Por Machado de Assis (1869)

Esta porém não era a razão do sono literário de Luís Tinoco. A razão era puramente política. O advogado, cujo escrevente ele era, tinha sido deputado e colaborava numa gazeta política. O seu escritório era um centro, onde iam ter muitos homens públicos e se conversava largamente dos partidos e do governo. Luís Tinoco ouviu a princípio essas conversas com a indiferença de um deus envolvido no manto da sua imortalidade. Mas a pouco foi adquirindo gosto ao que ouvia. Já lia os discursos parlamentares e os artigos de polêmica. Da atenção passou rapidamente ao entusiasmo, porque naquele rapaz tudo era extremo, entusiasmo ou indiferença. Um dia levantou-se com a convicção de que os seus destinos eram políticos.

– A minha carreira literária está feita, disse ele ao Dr. Lemos quando falaram nisto; agora outro campo me chama.

– A política? Parece-lhe que é essa a sua vocação?

– Parece-me que posso fazer alguma coisa.

– Vejo que é modesto e não duvido que alguma voz interior o esteja convidando a queimar as suas asas de poeta. Mas, cuidado! Há de ter lido Macbeth... Cuidado com a voz das feiticeiras, meu amigo. Há no senhor demasiado sentimento, muita suscetibilidade, e não me parece que...

– Estou disposto a acudir à voz do destino, interrompeu impetuosamente Luís Tinoco. A política chama-me ao seu campo; não posso, não devo, não quero cerrar-lhe os ouvidos. Não! as opressões do poder, as baionetas dos governos imorais e corrompidos, não podem desviar uma grande convicção do caminho que ela mesma escolheu. Sinto que sou chamado pela voz da verdade. Quem foge à voz da verdade? Os covardes e os ineptos. Não sou inepto nem covarde.

Tal foi a estréia oratória com que ele brindou o Dr. Lemos numa esquina numa esquina onde felizmente não passava ninguém.

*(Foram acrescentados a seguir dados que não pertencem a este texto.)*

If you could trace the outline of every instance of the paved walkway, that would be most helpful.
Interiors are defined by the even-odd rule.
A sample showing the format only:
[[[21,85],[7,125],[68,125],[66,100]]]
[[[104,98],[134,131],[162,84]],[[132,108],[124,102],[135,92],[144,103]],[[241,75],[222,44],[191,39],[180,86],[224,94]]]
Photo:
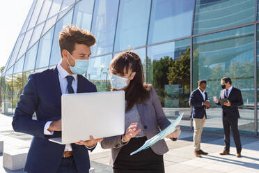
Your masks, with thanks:
[[[29,147],[31,136],[13,132],[11,116],[0,114],[0,138],[4,140],[4,150]],[[253,173],[259,172],[259,138],[242,137],[242,157],[236,158],[235,144],[231,139],[230,155],[220,156],[223,149],[223,135],[203,134],[202,149],[209,152],[203,158],[196,158],[193,153],[192,133],[183,131],[176,142],[166,140],[170,151],[164,155],[166,173]],[[109,165],[110,150],[102,149],[100,144],[90,153],[91,167],[95,173],[112,172]],[[0,172],[22,173],[22,170],[11,172],[3,168],[3,157],[0,154]]]

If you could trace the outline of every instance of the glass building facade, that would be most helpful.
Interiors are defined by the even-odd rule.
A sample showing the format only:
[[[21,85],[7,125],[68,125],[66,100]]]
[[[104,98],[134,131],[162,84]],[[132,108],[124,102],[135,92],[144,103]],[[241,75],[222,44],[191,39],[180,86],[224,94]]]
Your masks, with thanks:
[[[156,89],[166,115],[185,112],[197,81],[207,81],[212,100],[224,76],[240,89],[240,133],[259,129],[258,0],[34,0],[1,77],[1,112],[13,114],[29,75],[61,59],[58,33],[64,25],[91,31],[92,47],[85,76],[98,91],[109,91],[108,66],[127,50],[142,61],[146,82]],[[211,103],[204,130],[223,132],[221,107]]]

– Só lhe peço uma coisa, disse o ex-poeta.

– O que é?

– Recomende-me ao doutor. Quero acompanhá-lo, e ser seu protegido; é o meu desejo. O Dr. Lemos cedeu ao desejo de Luís Tinoco. Foi ter com o advogado e recomendou-lhe o escrevente, não com muita solicitude, mas também sem excessiva frieza. Felizmente o advogado era uma espécie de S. Francisco Xavier do partido, desejoso como ninguém de aumentar o pessoal militante; recebeu a recomendação com a melhor cara do mundo, e logo no dia seguinte, disse algumas palavras benévolas ao escrevente, que as ouviu trêmulo de comoção. – Escreve alguma coisa, disse o advogado, e traga-me para ver se lhe achamos propensão.

Não foi preciso dizer-lho duas vezes. Dois dias depois, levou o ex-poeta ao seu protetor um artigo extenso e difuso, mas cheio de entusiasmo e fé. O advogado achou defeitos no trabalho; apontou-lhe demasias e nebulosidades, frouxidão de argumentos, mais ornamentação que solidez;

todavia prometeu publicá-lo. Ou fosse porque lhe fizesse estas observações com muito jeito e benevolência, ou porque Luís Tinoco houvesse perdido alguma coisa da antiga suscetibilidade, ou porque a promessa de publicação lhe adoçasse o amargo da censura, ou por todas estas razões juntas, o certo é que ele ouviu com exemplar modéstia e alegria as palavras do protetor.

– Há de perder os defeitos com o tempo, disse ele mostrando o artigo aos amigos. O artigo foi publicado e Luís Tinoco recebeu alguns apertos de mão. Aquela doce e indefinível alegria que ele sentira quando estampou no Correio Mercantil os seus primeiros versos, voltou a experimentá-la agora, mas alegria complicada de uma virtuosa resolução; Luís Tinoco desde aquele dia sinceramente acreditou que tinha uma missão, que a natureza e o destino o haviam mandado a terra para endireitar os tortos políticos.

Poucas pessoas se terão esquecido do período final da estréia política do ex-redator do Caramanchão Literário. Era assim: “Releve o poder, - hipócrita e sanhudo, - que eu lhe diga muito humildemente que não temo o desprezo nem o martírio. Moisés conduzindo os hebreus à terra da promissão, não teve a fortuna de entrar nela: é o símbolo do escritor que leva os homens à regeneração moral e política, sem lhe transpor as portas de ouro. Que poderia eu temer? Prometeu atado ao Cáucaso, Sócrates bebendo a cicuta, Cristo expirando na cruz, Savonarola indo ao suplício, John Brown esperneando na forca, são os grandes apóstolos da luz, o exemplo e conforto dos que amam a verdade, o remorso dos tiranos, e o terremoto do despotismo”.